As I said, their new music video is a wonderful testament to the power of what art can be. The idea of providing community and identity to someone who is lonely, creating connections and relationships, being passed from generation to generation–that’s what art can do. And I saw it, first hand.
Last year I was walking down the street in Seattle with Mike Herrera, when we stopped in a vintage guitar store where Mike had bought a guitar many years earlier. The owner of the store recognized him.
It’d been at least decade since they’d seen each other and he asked how things were going with the band. They talked about how the group’s long career. The owner beamed, knowing his store had played a small role in it. Then the owner’s son came out and began to gush: “You’re Mike Herrera! From MxPx! I have all your records!”

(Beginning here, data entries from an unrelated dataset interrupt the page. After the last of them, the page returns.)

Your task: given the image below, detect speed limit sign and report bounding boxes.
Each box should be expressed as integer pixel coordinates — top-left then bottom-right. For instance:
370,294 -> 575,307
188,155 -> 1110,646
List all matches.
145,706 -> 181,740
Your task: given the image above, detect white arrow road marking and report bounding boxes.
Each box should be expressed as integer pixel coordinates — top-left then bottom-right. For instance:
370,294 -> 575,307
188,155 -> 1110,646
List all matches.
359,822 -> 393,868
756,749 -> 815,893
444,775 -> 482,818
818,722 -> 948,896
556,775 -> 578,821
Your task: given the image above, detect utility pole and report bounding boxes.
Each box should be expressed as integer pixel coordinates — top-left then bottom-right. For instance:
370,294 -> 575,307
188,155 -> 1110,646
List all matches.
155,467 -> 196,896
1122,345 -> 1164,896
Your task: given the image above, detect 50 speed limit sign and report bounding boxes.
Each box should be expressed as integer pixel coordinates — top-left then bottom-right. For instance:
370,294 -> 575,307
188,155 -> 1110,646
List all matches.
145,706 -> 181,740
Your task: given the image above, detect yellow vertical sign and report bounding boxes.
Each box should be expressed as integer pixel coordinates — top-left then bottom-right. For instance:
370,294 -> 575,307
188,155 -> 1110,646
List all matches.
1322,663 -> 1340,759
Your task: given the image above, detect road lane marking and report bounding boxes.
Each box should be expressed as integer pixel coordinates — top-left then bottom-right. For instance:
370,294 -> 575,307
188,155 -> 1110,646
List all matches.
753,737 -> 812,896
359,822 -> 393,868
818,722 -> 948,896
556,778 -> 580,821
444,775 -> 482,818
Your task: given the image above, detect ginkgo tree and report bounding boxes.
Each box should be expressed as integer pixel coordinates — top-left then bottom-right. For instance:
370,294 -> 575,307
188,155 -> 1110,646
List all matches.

This was the reason the owner had been excited—he’d heard his son listening to the music of a musician who’d once been to his store and in telling him that he had sold them a guitar, got to impress his son in the way that all fathers ache to do.
Mike, out for an ordinary afternoon walk, had bumped into the multigenerational impact of his work. He’d met a living, breathing embodiment of his perennial success. And I was lucky enough to be standing there and watching as these three people all experienced a tiny yet deeply personal moment that I can only imagine added meaning to the struggle that went into that success.
That’s the truly fortunate part of being able to do creative work for a living. It’s the best goddamn job in the world.